More than 200,000 homes and businesses were left in the dark - some for more than a week after wild winds knocked down trees and power lines almost a year ago. 13WHAM caught up with neighbors in some of the hardest hit areas and has more on what they remember about that day. (WHAM photo)

Irondequoit, N.Y. (WHAM) - There are moments that stand still in some minds. The powerful wind storm on March 8, 2017 is one of those moments.

Jeanne Allen lives on Colebrook Drive in Irondequoit.

"It was almost like a war zone," she said. “I had to maneuver around fallen power lines and trees. There were homes in my neighborhood that their whole house was split in half by trees. A home in our neighborhood – their whole half of house was knocked off its foundation.”

Rock Beach Road in Irondequoit was one of the hardest hit areas.

"All of a sudden we heard this huge impact, felt this huge impact,” said Bill Cole. “The house actually bounced.”

Cole said an oak tree about five and a half feet wide came crashing down on his neighbor's house on Rock Beach Road.

"Roof, walls, ceiling, bed, clothes dressers - everything was in their driveway, and in our yard under this enormous tree," he said.

According to Cole, the tree narrowly missed the family's baby who was in the room moments before. Cole quickly ran over to check on the family of four.

"I did a real quick nose count and had four people and knew they were safe."

Hundreds of people were without power for several days.

Irondequoit Town Supervisor Dave Seeley said his primary concern was the public's safety.

"Just driving around, you could see the devastation," he recalled. “We were one of the few towns to have a warming shelter we set up at the high school. We gave people lists of houses of seniors that we knew streets still didn't have power and we had them knocking on the door to make sure they were okay."

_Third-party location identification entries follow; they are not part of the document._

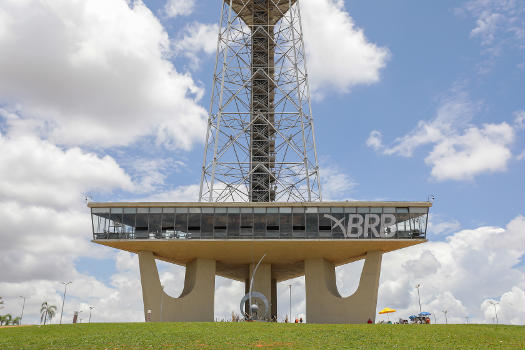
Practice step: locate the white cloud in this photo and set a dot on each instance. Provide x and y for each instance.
(96, 73)
(335, 184)
(339, 55)
(476, 151)
(195, 40)
(175, 8)
(439, 227)
(497, 22)
(519, 119)
(511, 307)
(375, 140)
(457, 275)
(35, 172)
(460, 150)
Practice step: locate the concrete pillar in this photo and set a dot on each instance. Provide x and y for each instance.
(262, 282)
(196, 302)
(273, 300)
(324, 304)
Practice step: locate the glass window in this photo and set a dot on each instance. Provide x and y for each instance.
(194, 223)
(325, 226)
(220, 224)
(337, 231)
(298, 222)
(207, 225)
(418, 210)
(128, 220)
(234, 221)
(259, 224)
(246, 223)
(141, 222)
(181, 222)
(155, 219)
(100, 220)
(115, 223)
(285, 223)
(312, 227)
(272, 223)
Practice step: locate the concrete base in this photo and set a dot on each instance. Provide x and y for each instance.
(196, 302)
(265, 284)
(324, 304)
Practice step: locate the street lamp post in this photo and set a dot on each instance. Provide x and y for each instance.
(418, 296)
(90, 308)
(63, 299)
(161, 300)
(23, 306)
(290, 287)
(495, 310)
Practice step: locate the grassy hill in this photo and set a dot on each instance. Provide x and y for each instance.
(225, 335)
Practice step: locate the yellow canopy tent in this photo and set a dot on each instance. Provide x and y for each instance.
(387, 310)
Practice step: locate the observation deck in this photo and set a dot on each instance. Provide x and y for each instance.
(234, 233)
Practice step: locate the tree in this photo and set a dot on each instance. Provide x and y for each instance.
(5, 320)
(16, 321)
(47, 311)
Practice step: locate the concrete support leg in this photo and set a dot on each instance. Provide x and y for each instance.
(324, 304)
(262, 283)
(196, 302)
(273, 300)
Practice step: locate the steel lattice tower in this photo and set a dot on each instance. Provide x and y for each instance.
(260, 144)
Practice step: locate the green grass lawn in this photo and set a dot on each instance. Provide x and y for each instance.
(225, 335)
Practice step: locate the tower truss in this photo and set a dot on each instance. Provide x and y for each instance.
(260, 143)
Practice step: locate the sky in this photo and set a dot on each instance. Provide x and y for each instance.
(108, 99)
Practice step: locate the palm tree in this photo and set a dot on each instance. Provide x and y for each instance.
(16, 321)
(47, 311)
(6, 320)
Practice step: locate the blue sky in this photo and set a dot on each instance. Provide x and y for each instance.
(409, 100)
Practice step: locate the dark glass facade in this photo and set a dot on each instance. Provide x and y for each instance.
(259, 223)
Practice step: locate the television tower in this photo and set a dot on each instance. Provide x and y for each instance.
(260, 144)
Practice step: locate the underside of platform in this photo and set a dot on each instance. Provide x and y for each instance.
(285, 256)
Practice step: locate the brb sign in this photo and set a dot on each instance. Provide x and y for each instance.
(368, 225)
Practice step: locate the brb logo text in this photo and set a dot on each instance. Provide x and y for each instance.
(379, 226)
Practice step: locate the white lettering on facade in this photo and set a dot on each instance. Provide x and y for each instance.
(366, 226)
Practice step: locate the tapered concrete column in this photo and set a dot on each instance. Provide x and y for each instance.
(273, 300)
(262, 282)
(324, 304)
(196, 302)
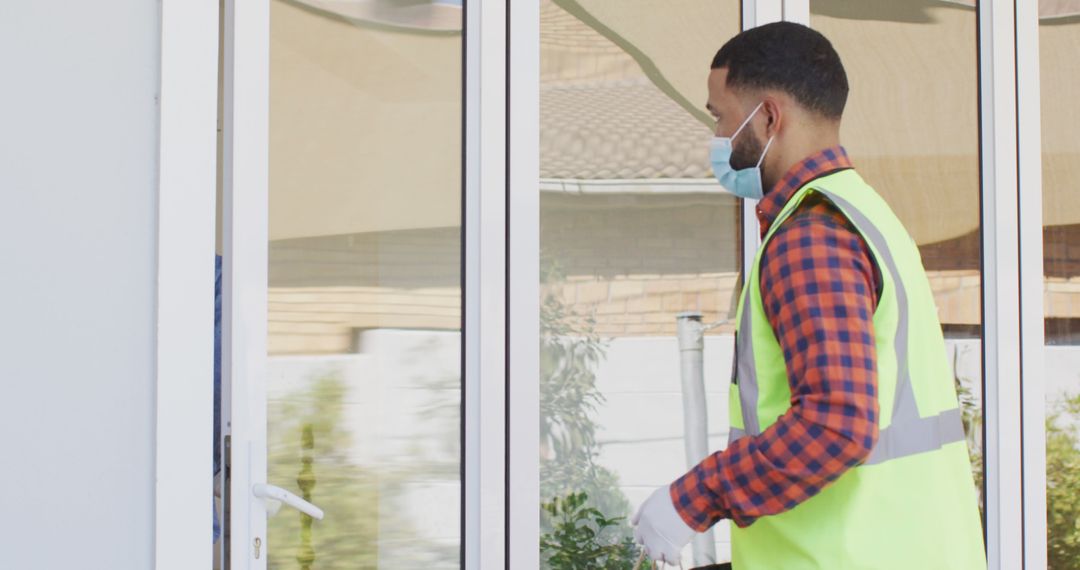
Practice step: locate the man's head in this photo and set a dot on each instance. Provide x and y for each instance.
(796, 76)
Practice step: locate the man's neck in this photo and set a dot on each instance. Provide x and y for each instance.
(796, 152)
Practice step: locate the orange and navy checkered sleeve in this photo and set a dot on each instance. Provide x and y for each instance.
(820, 288)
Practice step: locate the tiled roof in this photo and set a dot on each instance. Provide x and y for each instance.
(618, 130)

While that day remains etched in memory, some neighbors said the spirit of the community is also something they will never forget.

"A lot of people shared chainsaws, saws,” said Allen. “People checked on each other. The Town of Irondequoit really pulled together."

According to Seeley, cleanup and overtime costs from the storm amounted to several hundred thousand dollars. Despite that event and other weather events, he said the town still came in under budget.